The Lace Race

May 6th, 2009

Balancing comfort, speed and convenience

By Cameron Parsons


We took a look at three main snowboard boot lacing systems on the market and highlight some of their advantages and disadvantages.

Score: 7 out of 10


The Boa System is one that consumers often rush to stores to buy. The appeal of the Boa system is it’s simple and effortless to use. A few simple turns of the disc and hey presto your boots are done up.

However, it is not a suitable system for everyone. It provides even distribution throughout the boot but this may be restrictive for some types of feet. For those with high foot bones or a high arch, this can inhibit blood flow and cause serious pain. If you loosen the tension to alleviate the pressure you inturn lessen your control, as the boot is not sufficiently tightened around the ankle and calf.


The Double Boa was invented to battle this problem and it provides two points of tensioning, but is a little more expensive. It makes sense to try before you buy! If you get no foot pressure or pain around the foot with a Boa System, it can be an extremely good boot to buy.

Score: 8 out of 10


SpeedZone is Burton’s response to the Boa System. It is a good one too. The immediate advantage is that it has two zones of lacing – one for on top of the foot and one for around the calf. Each zone is pulled tight using a thin but strong cord attached to two handles. Then it is just a matter of pulling the cords to the desired tension and locking the cord back into the clamps on the side of the boot.
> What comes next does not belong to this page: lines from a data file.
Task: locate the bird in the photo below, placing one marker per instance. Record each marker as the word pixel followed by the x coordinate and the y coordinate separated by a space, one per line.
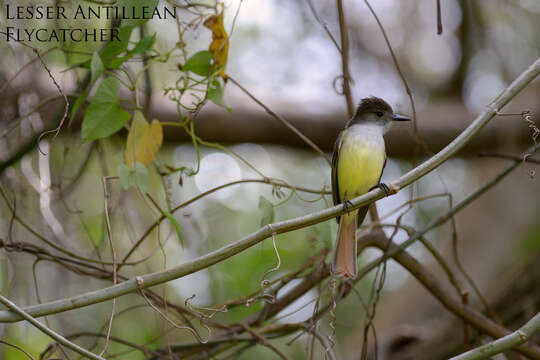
pixel 358 161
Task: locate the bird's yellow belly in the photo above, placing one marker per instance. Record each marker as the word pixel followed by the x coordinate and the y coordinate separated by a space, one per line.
pixel 360 166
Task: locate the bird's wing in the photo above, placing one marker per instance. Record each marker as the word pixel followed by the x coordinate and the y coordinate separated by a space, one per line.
pixel 335 157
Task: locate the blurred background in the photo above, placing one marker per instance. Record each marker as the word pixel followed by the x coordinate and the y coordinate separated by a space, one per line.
pixel 281 52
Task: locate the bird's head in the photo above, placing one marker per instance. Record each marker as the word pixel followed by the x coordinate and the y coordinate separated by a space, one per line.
pixel 375 111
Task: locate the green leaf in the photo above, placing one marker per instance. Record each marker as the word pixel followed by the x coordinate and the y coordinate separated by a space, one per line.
pixel 139 177
pixel 77 104
pixel 123 173
pixel 95 227
pixel 215 94
pixel 116 62
pixel 104 116
pixel 142 177
pixel 144 45
pixel 96 68
pixel 176 226
pixel 268 211
pixel 200 63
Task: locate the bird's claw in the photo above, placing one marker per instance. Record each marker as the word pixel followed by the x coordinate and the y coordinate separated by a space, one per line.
pixel 383 187
pixel 347 204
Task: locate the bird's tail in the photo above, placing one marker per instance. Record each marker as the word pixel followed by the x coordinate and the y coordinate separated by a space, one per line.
pixel 345 253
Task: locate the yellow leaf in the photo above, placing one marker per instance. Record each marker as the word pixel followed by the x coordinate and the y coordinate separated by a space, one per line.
pixel 219 47
pixel 144 140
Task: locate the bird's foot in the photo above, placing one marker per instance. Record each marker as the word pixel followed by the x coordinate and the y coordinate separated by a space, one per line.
pixel 384 188
pixel 347 205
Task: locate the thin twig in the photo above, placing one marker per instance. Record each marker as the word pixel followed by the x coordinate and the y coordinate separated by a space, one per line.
pixel 439 18
pixel 510 341
pixel 107 196
pixel 59 338
pixel 345 58
pixel 282 120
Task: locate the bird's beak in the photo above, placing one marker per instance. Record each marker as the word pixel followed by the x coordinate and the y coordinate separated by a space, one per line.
pixel 398 117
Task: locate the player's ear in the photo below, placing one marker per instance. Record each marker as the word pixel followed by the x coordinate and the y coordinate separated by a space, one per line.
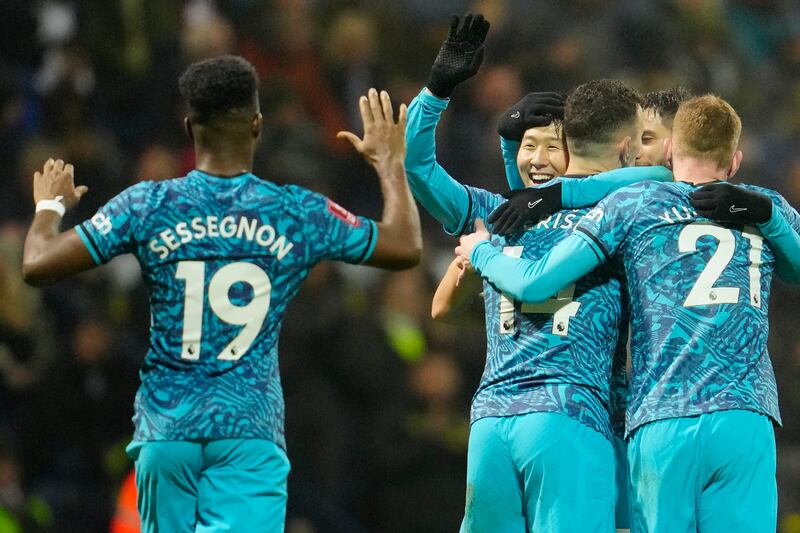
pixel 735 163
pixel 625 152
pixel 187 127
pixel 256 125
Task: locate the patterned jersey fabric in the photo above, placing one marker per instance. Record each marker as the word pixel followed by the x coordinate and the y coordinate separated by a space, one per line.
pixel 699 300
pixel 555 356
pixel 221 258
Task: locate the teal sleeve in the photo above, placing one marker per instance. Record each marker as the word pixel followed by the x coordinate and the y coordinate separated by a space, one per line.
pixel 510 150
pixel 588 191
pixel 442 196
pixel 535 281
pixel 785 243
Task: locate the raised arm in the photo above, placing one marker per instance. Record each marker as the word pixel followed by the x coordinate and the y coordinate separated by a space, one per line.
pixel 399 243
pixel 526 280
pixel 49 254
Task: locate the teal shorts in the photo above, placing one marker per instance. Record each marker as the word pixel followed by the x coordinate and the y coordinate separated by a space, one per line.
pixel 538 472
pixel 211 486
pixel 713 473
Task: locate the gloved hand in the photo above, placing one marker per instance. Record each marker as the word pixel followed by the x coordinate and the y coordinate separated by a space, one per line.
pixel 534 110
pixel 525 206
pixel 724 202
pixel 460 56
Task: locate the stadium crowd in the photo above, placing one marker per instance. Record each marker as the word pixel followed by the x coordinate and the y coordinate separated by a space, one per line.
pixel 377 393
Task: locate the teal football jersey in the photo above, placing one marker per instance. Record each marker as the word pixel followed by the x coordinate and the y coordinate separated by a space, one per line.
pixel 699 296
pixel 554 356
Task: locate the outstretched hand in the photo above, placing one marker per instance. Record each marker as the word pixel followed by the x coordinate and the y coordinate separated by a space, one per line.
pixel 384 139
pixel 468 242
pixel 460 56
pixel 56 181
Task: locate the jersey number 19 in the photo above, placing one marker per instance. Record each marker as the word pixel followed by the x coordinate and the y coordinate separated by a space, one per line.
pixel 251 315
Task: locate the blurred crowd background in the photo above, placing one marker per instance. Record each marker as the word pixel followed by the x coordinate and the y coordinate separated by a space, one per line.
pixel 377 394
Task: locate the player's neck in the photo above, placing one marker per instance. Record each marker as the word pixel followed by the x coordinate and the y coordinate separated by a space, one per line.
pixel 586 165
pixel 695 171
pixel 224 162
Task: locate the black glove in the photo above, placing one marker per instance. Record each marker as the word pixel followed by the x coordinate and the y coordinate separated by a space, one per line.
pixel 724 202
pixel 534 110
pixel 460 56
pixel 525 206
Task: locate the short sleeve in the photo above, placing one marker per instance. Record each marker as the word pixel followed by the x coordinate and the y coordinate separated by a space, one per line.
pixel 332 231
pixel 606 227
pixel 111 231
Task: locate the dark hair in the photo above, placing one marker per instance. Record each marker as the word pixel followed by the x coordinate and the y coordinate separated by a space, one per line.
pixel 666 102
pixel 596 109
pixel 218 85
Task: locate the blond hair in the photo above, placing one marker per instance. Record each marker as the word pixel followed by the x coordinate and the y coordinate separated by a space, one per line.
pixel 706 128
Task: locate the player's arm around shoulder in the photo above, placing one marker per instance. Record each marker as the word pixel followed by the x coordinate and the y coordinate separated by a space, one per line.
pixel 778 222
pixel 457 297
pixel 399 242
pixel 50 255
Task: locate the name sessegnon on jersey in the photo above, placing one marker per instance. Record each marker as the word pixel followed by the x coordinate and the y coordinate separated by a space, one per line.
pixel 221 258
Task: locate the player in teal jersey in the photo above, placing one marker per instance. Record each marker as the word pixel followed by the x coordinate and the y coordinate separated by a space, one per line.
pixel 543 403
pixel 222 253
pixel 703 396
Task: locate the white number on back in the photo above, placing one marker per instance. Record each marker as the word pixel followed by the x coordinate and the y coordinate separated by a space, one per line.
pixel 561 306
pixel 251 315
pixel 703 292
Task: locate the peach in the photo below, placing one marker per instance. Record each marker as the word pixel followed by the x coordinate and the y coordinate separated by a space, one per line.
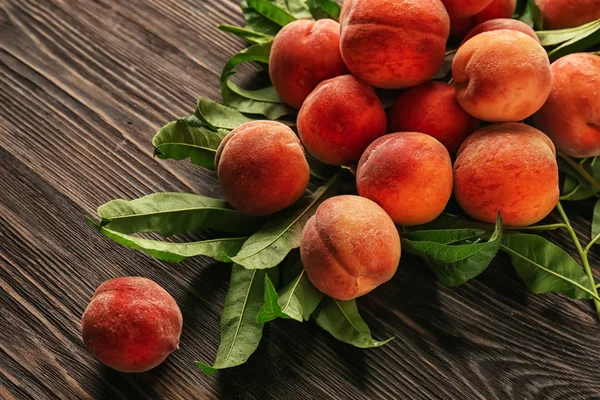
pixel 131 324
pixel 262 167
pixel 340 119
pixel 496 9
pixel 349 247
pixel 502 23
pixel 508 167
pixel 571 115
pixel 465 8
pixel 408 174
pixel 431 108
pixel 562 14
pixel 304 54
pixel 394 43
pixel 501 76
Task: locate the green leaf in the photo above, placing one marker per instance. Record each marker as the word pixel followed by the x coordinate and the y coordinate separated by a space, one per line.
pixel 187 138
pixel 596 220
pixel 240 331
pixel 343 321
pixel 586 40
pixel 248 35
pixel 532 15
pixel 270 309
pixel 453 262
pixel 272 12
pixel 282 232
pixel 174 213
pixel 219 116
pixel 321 9
pixel 264 101
pixel 545 267
pixel 258 23
pixel 217 249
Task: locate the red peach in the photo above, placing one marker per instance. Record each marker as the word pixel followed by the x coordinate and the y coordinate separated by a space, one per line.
pixel 465 8
pixel 131 324
pixel 501 76
pixel 511 168
pixel 304 54
pixel 340 119
pixel 432 108
pixel 349 247
pixel 562 14
pixel 571 115
pixel 394 43
pixel 408 174
pixel 502 23
pixel 262 167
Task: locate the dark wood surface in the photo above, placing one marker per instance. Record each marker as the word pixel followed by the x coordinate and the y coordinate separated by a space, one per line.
pixel 84 85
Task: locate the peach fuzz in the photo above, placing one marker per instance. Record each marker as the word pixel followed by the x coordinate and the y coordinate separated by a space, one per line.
pixel 465 8
pixel 571 115
pixel 562 14
pixel 349 247
pixel 394 44
pixel 131 324
pixel 431 108
pixel 262 167
pixel 340 119
pixel 304 54
pixel 501 23
pixel 496 9
pixel 408 174
pixel 501 76
pixel 508 167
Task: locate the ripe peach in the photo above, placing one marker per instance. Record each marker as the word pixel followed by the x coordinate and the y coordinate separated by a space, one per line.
pixel 561 14
pixel 131 324
pixel 571 115
pixel 262 167
pixel 431 108
pixel 465 8
pixel 509 167
pixel 340 119
pixel 304 54
pixel 408 174
pixel 501 23
pixel 394 44
pixel 496 9
pixel 501 76
pixel 349 247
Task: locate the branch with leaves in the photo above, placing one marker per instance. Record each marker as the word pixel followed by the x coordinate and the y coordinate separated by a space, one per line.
pixel 267 279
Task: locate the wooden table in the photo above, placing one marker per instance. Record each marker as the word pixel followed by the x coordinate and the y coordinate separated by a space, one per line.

Our only gripe with the SpeedZone lacing system is that the handles tend to fall out of the pockets provided and the amount of control in tightening is still somewhat limited because of the two zones. Overall though, it is an impressive very fast system.


Score: 9 out of 10

Conventional laces may not be as quick as its convenient counterparts, but what it lacks in speed it gains in control. The traditional lace up system is by far the most custom of all the lacing systems. It allows you to tighten and lock off (using the correct technique) at any point of the boot.


For example if you have a high arch you can leave the laces loose around the foot, lock off around the ankle and then do the boot up sufficiently tight around the calf. Traditional laces tend to become loose over a day’s riding and will require your attention on the mountain but if your willing to tough out the cold with exposed digits, you cant go past the old faithful.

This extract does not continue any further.